Enter skip lists—a data structure that achieves the best of multiple worlds. With expected O(log n) time complexity for search, insert, and delete operations, skip lists rival balanced trees while being significantly simpler to implement. Their elegance and efficiency have made them favorites in practice, with Redis using them for ordered sets.
This article explores skip lists, explaining how they work, why they’re efficient, and when you might choose them over alternatives.
The Problem with Linked Lists
Imagine you’re searching for an item in a sorted linked list. Even though the data is sorted, you have no choice but to scan from the beginning, checking each node until you find your target. This gives O(n) search time—slow for large lists.
What if you could create “express lanes” that let you skip over large portions of the list? That’s exactly what skip lists do.
How Skip Lists Work
A skip list is a layered linked list where:
- The bottom layer contains all elements in sorted order
- Each higher layer acts as an “express lane,” containing a subset of elements from below
- Elements in higher layers are chosen randomly (typically with 50% probability)

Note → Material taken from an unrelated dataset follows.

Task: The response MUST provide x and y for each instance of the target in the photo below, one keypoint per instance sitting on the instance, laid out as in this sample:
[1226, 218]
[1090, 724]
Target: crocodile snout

- Searching starts from the highest layer and descends progressively
Think of it like a highway system. To travel from city A to city Z, you could take the local road through every town, or you could take highways that bypass many towns. Skip lists create multiple “highways” through the data.
Searching in a Skip List
Searching for a target value follows these steps:
- Start at the highest level of the list
- Move forward as long as the next node’s value is less than the target
- When you can’t move forward, descend one level
- Repeat until you reach the bottom level
- Check if the current node matches the target
This process lets you skip vast portions of the data. At each level, you’re essentially making a binary search among the elements at that level. With roughly log₂(n) levels and O(1) movement per level, search takes O(log n) expected time.
Insertion: Building the Express Lanes
Insertion is where the magic happens. When you insert a new element:
- Find where it should go in the bottom layer (standard linked list insertion)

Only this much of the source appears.